There are several solar energy technologies, which can be arranged along the following continuum: (1) passive and active, (2) thermal and photovoltaic (PV), and (3) concentrating and nonconcentrating. Passive solar energy technology collects the energy without converting the heat or light into other forms. In contrast, active solar energy technology refers to the harnessing of solar energy to store it or convert it for other applications and can be broadly classified into two groups, namely, PV and solar thermal. Solar PV cells are the “high-tech” option among active solar energy strategies, directly converting solar energy to electricity. Solar thermal applications include two distinct technological streams. The first stream, referred to as solar thermal nonelectric, includes applications such as agricultural drying, solar water heaters, solar air heaters, solar cooling systems, and solar cookers. The second stream of solar thermal technology, referred to as solar thermal electric, includes technologies that use the sun's heat to produce steam and generate electricity. The final characteristic in the continuum of solar energy technologies is concentrating versus nonconcentrating technologies. Concentrating solar power (CSP) technologies use mirrors or lenses (concentrators) to focus sunlight and thus increase the intensity of light in the focus area.
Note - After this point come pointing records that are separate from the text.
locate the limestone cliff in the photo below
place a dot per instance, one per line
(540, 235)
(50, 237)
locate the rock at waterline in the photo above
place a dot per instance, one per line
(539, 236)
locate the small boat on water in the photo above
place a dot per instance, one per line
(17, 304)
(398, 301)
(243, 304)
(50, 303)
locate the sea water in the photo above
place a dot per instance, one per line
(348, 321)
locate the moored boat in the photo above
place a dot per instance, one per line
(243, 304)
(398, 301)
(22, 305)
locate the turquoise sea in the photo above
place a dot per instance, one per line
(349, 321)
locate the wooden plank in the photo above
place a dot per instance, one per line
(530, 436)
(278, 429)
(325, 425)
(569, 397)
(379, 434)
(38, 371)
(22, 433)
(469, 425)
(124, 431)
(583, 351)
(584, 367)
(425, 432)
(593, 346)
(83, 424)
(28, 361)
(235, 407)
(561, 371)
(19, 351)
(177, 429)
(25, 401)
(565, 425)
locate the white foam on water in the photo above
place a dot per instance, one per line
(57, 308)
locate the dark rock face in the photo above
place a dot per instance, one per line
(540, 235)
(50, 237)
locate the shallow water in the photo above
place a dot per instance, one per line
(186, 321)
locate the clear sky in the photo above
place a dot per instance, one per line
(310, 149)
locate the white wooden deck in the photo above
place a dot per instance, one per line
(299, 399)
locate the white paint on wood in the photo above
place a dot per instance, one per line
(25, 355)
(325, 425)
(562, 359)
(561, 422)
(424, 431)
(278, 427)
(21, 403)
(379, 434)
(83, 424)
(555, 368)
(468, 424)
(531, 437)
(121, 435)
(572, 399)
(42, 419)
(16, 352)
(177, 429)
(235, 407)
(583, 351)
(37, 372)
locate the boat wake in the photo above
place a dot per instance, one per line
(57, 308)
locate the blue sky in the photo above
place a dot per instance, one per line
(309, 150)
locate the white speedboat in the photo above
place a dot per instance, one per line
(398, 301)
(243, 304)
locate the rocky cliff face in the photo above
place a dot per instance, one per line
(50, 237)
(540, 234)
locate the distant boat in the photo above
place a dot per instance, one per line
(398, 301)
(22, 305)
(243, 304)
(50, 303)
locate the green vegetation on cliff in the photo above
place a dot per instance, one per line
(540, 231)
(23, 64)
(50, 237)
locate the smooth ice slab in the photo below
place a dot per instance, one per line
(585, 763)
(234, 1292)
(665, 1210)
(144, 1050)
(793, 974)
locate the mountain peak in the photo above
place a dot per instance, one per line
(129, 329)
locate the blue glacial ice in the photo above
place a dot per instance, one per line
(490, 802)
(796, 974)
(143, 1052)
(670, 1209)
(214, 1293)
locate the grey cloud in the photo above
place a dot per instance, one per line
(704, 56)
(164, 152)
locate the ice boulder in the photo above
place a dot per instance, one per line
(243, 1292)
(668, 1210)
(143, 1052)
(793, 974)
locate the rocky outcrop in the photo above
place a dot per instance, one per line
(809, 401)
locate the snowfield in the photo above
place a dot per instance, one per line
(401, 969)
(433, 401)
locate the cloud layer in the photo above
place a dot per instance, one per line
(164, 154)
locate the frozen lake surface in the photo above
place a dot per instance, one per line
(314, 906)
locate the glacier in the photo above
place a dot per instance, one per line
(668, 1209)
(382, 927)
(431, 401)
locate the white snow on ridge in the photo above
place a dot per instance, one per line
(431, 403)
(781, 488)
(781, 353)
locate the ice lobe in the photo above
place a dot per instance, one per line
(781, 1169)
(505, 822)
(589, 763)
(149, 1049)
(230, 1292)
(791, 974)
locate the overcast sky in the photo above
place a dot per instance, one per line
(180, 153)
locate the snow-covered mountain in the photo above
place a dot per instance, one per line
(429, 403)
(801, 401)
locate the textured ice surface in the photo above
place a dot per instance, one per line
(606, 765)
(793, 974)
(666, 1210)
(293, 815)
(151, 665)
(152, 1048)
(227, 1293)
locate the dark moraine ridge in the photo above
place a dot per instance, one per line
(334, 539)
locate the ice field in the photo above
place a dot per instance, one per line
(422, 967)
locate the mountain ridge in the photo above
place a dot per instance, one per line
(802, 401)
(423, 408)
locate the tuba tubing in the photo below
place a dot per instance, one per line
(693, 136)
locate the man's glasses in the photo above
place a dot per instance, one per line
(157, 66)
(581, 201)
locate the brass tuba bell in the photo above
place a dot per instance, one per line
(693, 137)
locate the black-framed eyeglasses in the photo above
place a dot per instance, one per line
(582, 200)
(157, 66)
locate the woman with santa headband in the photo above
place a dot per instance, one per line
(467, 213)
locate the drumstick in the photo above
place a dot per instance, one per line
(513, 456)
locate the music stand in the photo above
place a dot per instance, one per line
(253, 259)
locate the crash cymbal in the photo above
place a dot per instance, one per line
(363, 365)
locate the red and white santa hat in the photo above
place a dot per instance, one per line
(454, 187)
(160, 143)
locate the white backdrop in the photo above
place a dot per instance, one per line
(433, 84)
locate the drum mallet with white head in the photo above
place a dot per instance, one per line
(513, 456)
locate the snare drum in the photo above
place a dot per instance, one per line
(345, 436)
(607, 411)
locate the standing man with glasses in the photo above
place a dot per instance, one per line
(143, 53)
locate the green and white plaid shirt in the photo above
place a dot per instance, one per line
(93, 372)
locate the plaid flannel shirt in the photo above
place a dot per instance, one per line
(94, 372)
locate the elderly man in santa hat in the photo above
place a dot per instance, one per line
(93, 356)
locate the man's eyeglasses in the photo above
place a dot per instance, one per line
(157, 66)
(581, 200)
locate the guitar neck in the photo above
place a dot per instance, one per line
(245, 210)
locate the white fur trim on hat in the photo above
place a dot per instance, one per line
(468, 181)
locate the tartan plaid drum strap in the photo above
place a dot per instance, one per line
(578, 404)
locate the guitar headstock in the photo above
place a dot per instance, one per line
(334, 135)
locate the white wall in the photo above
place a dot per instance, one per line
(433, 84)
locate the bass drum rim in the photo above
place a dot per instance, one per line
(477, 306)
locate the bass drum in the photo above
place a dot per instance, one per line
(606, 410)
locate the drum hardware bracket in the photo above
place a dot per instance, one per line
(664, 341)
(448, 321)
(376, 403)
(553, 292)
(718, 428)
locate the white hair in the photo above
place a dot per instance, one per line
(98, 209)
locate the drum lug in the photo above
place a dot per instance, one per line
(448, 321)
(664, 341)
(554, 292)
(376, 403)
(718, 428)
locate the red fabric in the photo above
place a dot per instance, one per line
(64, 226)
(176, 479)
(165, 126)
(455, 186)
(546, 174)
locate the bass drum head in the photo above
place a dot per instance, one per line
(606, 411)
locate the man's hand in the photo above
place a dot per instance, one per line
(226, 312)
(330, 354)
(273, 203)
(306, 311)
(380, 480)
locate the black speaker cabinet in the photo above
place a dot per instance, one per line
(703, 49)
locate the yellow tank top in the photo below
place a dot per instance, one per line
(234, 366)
In addition to CSP, concentrators can be applied in PV technologies as well by using a dish collector or optical lenses to concentrate sunlight on a smaller cell area.

The solar hot water system at the Adams County Detention Facility, northeast of Denver, Colorado, has been operating since 1988; it exemplifies the benefits users can reap from solar heat. This parabolic trough-based system supplies 46% of the hot water used in the jail's kitchen, laundry, and showers, which is about 20,000 gallons per day.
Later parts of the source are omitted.